Buying a property for commercial purpose is a huge investment. That is the reason why investing in commercial traditionally has been the job of only high net worth individuals or institutional investors. However, time has brought change. Many types of investors are getting into the game.
There are 3 main ways to invest in commercial property: buying the space directly from a developer, purchasing the commercial developer's share from the stock market or investing in a real estate fund that focuses on commercial real estate. Many developers, particularly in big cities, are offering small spaces in A-Grade buildings.

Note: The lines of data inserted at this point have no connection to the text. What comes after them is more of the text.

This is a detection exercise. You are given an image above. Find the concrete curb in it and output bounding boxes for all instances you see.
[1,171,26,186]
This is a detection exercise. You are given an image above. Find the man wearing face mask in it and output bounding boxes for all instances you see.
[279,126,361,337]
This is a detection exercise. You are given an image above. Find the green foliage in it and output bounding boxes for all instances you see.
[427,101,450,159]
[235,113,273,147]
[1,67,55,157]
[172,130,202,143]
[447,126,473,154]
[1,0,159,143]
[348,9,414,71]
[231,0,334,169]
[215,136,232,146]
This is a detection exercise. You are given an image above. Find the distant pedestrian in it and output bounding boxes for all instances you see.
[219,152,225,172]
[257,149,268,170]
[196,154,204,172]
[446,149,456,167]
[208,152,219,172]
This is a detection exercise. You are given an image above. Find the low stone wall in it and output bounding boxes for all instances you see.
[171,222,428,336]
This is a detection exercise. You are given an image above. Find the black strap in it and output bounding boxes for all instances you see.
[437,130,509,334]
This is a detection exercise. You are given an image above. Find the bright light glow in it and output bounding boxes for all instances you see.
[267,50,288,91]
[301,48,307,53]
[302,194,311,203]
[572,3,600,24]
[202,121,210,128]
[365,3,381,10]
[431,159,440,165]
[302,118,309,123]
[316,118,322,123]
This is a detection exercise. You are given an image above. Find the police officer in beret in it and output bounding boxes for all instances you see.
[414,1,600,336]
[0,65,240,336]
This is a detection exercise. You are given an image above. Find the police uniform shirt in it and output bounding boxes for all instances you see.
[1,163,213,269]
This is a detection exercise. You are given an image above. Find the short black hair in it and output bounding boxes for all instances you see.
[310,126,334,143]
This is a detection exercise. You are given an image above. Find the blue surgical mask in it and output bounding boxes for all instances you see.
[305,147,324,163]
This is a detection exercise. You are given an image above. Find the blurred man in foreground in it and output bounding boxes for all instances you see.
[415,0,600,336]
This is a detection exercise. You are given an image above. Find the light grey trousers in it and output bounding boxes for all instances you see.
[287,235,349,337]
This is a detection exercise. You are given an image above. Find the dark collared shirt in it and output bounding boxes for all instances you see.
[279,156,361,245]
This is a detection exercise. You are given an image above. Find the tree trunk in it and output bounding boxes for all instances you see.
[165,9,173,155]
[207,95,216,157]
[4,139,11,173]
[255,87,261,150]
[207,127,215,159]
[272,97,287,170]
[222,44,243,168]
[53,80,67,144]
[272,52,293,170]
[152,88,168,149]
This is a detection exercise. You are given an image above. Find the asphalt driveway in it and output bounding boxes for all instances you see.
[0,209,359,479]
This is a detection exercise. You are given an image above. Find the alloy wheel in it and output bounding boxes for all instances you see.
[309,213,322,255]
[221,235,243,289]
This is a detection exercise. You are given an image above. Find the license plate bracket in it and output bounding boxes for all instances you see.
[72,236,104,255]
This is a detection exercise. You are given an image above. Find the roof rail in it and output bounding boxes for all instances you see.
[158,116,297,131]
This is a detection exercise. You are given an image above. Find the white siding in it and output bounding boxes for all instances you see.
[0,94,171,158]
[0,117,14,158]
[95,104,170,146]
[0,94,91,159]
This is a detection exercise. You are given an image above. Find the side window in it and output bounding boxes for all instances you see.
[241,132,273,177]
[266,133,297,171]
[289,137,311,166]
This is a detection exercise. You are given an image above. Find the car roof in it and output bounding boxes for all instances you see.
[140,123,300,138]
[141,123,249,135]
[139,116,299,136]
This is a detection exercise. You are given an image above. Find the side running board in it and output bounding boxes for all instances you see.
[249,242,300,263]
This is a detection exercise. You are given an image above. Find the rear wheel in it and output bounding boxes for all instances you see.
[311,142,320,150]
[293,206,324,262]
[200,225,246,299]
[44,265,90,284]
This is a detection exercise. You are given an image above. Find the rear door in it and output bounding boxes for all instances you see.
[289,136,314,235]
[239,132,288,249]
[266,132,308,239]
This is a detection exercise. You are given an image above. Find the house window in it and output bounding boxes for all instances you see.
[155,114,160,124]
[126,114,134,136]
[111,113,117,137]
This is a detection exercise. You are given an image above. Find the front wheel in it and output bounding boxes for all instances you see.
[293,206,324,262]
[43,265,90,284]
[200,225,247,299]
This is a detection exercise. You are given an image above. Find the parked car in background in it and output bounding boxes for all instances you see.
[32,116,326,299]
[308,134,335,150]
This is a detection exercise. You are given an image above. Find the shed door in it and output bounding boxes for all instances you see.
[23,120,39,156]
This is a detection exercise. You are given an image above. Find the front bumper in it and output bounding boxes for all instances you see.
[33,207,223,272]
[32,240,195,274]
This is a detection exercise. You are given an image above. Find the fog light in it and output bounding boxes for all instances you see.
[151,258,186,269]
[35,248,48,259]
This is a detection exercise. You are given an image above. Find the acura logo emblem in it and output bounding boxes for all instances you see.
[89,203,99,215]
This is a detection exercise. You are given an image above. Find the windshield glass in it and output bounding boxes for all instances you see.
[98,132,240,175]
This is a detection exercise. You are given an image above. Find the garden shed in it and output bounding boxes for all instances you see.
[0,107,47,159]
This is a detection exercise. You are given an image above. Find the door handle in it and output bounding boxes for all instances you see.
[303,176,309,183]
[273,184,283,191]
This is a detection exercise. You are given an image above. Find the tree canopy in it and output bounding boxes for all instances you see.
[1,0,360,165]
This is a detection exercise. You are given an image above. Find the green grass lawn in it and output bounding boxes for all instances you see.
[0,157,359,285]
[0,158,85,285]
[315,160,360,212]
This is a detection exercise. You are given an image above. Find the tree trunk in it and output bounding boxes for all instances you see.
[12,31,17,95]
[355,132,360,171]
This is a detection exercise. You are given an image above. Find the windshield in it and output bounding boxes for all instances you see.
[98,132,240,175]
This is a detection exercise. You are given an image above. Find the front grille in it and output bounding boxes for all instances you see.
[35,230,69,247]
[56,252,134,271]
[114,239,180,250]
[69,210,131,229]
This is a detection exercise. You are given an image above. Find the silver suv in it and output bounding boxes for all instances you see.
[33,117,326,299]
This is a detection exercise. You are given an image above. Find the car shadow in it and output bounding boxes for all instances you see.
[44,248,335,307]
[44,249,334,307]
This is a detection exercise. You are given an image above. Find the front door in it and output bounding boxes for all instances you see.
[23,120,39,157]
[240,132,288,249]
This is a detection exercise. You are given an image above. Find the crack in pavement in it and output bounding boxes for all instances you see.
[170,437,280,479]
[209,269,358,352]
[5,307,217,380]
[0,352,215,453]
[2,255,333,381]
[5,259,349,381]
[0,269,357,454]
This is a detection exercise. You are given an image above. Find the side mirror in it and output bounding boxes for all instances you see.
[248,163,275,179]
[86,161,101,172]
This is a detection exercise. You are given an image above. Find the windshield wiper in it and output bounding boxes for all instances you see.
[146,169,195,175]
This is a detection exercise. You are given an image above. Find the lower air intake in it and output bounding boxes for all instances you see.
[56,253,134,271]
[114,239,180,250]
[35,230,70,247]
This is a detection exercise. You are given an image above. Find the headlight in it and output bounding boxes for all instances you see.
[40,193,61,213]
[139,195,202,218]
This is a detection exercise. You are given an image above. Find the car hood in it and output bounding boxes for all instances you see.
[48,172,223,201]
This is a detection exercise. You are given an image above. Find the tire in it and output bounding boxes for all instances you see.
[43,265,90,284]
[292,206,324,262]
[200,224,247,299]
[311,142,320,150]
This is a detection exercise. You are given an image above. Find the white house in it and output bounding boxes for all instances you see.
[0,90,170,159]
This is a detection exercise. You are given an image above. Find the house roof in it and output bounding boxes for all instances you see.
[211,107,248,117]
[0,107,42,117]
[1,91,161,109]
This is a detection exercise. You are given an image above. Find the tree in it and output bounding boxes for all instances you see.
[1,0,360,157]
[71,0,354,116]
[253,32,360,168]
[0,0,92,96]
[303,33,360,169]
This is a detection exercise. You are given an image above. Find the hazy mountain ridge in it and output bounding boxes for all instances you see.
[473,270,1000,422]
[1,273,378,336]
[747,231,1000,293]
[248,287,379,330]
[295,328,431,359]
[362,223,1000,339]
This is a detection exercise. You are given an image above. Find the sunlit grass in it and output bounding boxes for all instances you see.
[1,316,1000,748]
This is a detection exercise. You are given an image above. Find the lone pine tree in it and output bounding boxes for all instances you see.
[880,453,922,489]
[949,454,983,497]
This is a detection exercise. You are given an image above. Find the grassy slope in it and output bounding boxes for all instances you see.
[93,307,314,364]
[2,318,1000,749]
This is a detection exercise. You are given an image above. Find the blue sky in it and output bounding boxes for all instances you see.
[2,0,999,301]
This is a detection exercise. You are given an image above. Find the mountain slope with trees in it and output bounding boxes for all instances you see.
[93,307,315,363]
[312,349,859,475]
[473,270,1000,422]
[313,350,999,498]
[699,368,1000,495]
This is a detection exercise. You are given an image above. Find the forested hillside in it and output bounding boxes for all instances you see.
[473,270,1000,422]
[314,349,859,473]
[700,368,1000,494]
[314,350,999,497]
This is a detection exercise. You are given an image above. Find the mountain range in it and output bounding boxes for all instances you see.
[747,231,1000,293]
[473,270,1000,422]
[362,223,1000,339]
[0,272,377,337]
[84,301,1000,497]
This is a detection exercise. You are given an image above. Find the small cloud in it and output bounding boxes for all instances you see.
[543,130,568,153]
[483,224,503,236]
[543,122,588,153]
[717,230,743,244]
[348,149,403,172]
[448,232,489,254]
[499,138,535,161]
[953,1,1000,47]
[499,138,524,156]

Investors looking towards getting retail space can now have multiple affordable options. The major advantage of smaller units are that it is easier to find tenants for the spaces and the premises can be used by the investor his or herself if they happen to be entrepreneur. Today, professionals such as doctors, lawyers, and auditors are investing in commercial properties for profit and for self use. The private bankers and WMFs (wealth management firms) encourage their clients to buy commercial properties as the properties can protect their clients from stock market volatility and inflation. Even banks are now lending 50 to 60 percent LTV (Loan to Value) to customers for these properties. The exact percentage depends on a customer's net worth and their ability to repay.
What to Look for
Despite wide array of price options, buying commercial property definitely is not child play. The process requires foresight, research and thorough planning. The followings factors should be taken into consideration before investing in a commercial property:
• Location: Before making an investment, buyers need to establish the location's soundness and its demand-supply dynamics. If buyers do not research enough, they may end up making the wrong investment.
• Economy: Buyers should also note the effects of population growth, the job market and the respective market's economy is sound.
• Developer: Investors should check the credentials of the developer, the potential infrastructure development, the quality of property management and the public transport accessibility to the project.
• Dynamics: While investing in retail business, one needs to consider the footfall, the frontage and the adjoining catchment's dynamics.
• Amenities: People who look to make an investment in commercial property need to ensures that a property's given amenities fulfil their business needs. If someone wishes to invest in an office, they need to consider breakup of cash flow through maintenance expenses, building insurance and property tax. They also need to check the lease term, the long-term appreciation potential and the refinancing and repositioning potential.
• Professional Advice: Before making any investment, investors should seek the help of a lawyer and a knowledgeable commercial property real estate agent.
The rental income from commercial property generally is 9 to 12 percent while residential property only offers 3 to 4 percent. The sheer pride and numerous benefits of ownership are just two reasons why you should look at commercial investment.
Remember, you not only make profit on the sale of appreciated property but also from rental cash flows. Your capitalization rate actually measures the demand of the property.